I carry her with me now, inside these smaller clothes, these hollower cheeks.

7. I Miss the Woman Who Protected Me

She was strong. She carried so much. The version of me who wore that extra weight wasn’t lazy or broken—she was enduring. She was surviving. And she built a kind of armor that kept me safe when the world felt too harsh.

Now that she’s melting away, I feel both free and…strangely tender. I miss her sometimes. I miss her steadiness. Her ability to disappear in plain sight. I didn’t just lose weight—I lost a guardian.

And no one tells you how much that can hurt.

8. Visibility Feels Heavy Too

Yes, I’m receiving more attention—but not all of it feels good. More eyes linger. More comments come. There’s a new kind of exposure I didn’t anticipate, and it doesn’t always feel safe.

When you’ve lived a long time tucked inside yourself, being seen so vividly, so suddenly, can feel like walking into bright light after years in the dark. It’s disorienting. Sometimes it feels like power. Other times, like pressure.

I’m still learning how to carry this new kind of visibility.

9. I Don’t Know Who This Body Belongs To

There are moments when I catch my reflection and do a double take—not because I look bad, but because I look…unfamiliar. I’ve spent years building a mental map of my body.
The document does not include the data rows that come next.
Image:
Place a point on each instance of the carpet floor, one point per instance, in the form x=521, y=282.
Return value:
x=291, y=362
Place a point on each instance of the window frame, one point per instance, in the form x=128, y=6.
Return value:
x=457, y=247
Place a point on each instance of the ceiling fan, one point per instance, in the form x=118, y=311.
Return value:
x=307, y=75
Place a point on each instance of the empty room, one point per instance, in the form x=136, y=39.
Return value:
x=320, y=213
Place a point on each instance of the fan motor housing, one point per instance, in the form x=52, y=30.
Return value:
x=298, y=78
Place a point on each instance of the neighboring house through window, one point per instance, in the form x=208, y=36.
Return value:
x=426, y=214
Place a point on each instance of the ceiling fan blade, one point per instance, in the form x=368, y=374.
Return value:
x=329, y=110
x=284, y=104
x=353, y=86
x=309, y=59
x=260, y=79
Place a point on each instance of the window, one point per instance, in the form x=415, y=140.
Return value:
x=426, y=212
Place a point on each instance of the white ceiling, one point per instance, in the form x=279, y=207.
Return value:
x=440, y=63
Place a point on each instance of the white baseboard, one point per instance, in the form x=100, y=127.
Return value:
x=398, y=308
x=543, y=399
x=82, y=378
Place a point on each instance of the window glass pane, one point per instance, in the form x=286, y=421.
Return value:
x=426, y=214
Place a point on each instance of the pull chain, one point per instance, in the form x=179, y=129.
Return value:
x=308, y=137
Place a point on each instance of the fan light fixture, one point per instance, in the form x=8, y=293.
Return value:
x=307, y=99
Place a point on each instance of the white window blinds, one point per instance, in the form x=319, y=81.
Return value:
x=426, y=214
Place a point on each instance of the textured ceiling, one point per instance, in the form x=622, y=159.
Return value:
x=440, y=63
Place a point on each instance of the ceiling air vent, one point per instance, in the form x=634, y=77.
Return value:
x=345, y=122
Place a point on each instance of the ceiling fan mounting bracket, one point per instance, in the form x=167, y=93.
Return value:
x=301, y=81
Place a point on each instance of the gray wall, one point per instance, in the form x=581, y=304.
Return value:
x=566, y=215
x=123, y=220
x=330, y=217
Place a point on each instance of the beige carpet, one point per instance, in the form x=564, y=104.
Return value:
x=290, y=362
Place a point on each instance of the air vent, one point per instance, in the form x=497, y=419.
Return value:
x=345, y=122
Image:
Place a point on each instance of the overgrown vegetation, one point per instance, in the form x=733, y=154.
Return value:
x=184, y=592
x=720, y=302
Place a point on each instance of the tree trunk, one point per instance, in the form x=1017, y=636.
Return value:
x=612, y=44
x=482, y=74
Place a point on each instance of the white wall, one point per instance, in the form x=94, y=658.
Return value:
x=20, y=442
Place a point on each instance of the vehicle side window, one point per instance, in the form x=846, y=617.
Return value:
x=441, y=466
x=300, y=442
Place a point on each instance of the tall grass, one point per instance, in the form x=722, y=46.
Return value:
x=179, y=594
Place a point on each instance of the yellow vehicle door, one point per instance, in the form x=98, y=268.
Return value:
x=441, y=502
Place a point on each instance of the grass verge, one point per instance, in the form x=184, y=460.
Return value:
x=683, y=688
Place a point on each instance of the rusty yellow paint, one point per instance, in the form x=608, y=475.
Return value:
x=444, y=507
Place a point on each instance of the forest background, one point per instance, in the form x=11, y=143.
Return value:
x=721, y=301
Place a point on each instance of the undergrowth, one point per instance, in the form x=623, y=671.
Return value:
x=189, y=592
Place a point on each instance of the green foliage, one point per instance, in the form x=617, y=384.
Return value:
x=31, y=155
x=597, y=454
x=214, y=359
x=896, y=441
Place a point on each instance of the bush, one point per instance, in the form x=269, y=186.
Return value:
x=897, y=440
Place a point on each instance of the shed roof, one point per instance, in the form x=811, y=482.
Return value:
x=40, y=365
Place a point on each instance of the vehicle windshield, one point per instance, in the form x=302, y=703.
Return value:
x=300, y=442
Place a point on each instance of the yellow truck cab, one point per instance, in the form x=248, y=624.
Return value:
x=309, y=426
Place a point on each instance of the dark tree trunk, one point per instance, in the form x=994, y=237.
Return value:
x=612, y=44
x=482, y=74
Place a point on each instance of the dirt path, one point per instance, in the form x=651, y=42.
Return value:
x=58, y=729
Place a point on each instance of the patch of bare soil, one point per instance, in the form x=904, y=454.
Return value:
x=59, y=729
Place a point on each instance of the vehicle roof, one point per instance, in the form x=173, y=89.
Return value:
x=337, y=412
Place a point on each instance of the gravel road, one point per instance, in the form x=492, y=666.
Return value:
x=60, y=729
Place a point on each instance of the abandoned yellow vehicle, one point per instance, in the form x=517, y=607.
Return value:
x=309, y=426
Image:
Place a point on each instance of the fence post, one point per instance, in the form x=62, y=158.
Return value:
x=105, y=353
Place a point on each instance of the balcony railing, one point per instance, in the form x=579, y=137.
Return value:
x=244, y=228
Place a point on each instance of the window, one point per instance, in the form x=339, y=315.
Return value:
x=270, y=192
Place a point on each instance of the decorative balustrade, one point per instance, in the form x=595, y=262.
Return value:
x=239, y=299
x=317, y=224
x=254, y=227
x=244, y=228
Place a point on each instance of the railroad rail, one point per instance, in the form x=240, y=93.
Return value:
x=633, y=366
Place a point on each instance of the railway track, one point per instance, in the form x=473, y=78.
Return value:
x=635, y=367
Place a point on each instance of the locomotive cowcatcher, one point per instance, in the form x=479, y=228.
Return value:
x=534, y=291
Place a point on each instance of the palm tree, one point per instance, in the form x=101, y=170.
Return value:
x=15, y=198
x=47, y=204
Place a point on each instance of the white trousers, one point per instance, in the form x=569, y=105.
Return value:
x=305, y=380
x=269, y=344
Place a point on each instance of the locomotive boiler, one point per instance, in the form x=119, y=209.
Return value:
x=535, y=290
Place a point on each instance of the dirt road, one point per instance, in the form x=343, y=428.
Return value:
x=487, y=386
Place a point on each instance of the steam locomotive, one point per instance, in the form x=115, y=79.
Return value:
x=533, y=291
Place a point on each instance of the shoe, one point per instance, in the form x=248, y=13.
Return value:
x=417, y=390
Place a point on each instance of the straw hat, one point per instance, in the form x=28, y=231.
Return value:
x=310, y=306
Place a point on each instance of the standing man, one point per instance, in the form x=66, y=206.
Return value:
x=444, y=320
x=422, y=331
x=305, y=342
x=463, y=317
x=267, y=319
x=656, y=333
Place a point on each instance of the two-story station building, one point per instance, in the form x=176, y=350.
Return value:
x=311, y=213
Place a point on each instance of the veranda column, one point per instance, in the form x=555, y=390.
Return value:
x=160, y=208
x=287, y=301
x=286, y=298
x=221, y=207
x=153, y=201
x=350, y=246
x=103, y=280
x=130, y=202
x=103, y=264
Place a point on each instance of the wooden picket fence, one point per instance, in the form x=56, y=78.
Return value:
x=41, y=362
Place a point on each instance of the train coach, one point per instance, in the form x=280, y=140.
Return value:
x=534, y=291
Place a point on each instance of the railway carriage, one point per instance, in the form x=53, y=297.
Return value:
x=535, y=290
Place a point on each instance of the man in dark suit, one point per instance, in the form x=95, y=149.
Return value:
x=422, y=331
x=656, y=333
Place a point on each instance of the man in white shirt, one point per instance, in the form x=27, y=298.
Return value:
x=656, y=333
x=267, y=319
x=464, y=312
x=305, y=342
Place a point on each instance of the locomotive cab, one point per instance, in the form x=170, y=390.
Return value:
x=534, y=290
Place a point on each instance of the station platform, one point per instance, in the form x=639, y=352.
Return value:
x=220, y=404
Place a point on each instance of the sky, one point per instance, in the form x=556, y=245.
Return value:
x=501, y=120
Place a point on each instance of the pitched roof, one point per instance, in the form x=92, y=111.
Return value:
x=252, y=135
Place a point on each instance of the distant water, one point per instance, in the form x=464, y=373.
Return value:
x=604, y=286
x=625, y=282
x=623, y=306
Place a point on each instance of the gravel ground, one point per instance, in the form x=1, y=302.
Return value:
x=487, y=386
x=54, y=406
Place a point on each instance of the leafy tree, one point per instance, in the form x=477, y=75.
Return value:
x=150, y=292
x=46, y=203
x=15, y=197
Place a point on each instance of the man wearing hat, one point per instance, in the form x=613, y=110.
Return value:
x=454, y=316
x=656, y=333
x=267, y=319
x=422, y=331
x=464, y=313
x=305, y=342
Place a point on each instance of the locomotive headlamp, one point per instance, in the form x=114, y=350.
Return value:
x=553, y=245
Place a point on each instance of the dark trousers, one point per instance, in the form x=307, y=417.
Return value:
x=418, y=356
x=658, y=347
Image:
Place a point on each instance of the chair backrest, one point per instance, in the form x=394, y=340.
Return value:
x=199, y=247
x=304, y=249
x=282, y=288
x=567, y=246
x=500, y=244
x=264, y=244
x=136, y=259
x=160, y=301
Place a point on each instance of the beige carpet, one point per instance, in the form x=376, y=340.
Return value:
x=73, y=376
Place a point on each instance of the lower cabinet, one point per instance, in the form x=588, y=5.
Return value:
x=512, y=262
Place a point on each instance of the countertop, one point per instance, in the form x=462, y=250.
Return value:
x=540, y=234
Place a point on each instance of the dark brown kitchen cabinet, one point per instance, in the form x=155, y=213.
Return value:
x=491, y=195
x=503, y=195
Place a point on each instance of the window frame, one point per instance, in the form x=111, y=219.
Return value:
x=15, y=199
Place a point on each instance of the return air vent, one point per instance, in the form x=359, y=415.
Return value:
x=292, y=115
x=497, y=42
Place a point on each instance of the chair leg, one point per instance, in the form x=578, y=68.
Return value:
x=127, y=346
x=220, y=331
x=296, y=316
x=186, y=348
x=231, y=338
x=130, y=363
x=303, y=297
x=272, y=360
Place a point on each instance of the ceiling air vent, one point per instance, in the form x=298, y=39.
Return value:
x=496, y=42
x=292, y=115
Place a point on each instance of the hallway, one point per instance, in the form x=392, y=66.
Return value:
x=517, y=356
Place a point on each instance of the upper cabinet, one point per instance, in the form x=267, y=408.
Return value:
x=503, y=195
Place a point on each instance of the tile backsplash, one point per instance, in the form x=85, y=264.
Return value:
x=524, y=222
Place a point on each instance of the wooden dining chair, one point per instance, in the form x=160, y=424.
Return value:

Now, it’s outdated.

I’m still bumping into furniture, still reaching for sizes that no longer fit, still startled by the sharpness of my own silhouette. The truth is, I don’t quite recognize myself yet. This version of me is still a stranger. And every day, I learn a little more about how to live inside her.

10. My Skin Hangs Like a Memory

It doesn’t cling—it hangs. Loose and low, like empty sacks once filled with survival. The stretch marks shine silver, like lightning etched into flesh. They’re beautiful. They’re brutal.

I didn’t realize how much of me there was until it wasn’t me anymore—just the soft drape of skin that once held all the weight. It’s grief and gratitude at once. Grief for what was required to survive in the before. Gratitude that I don’t need the armor anymore.

But still—sometimes, I miss the shield.

This is not a weight loss success story. This is a shapeshifter’s story. A story of returning to the body and realizing it never left you—it just got buried under years of survival.

I share this not to be congratulated, but to bear witness to the complexity of change. Because healing is not always light. And losing what once held you can be both liberation and loss.

So to those navigating their own body transformations—slow or fast, chosen or not—I see you. And you’re not alone in the strange, sacred space of becoming.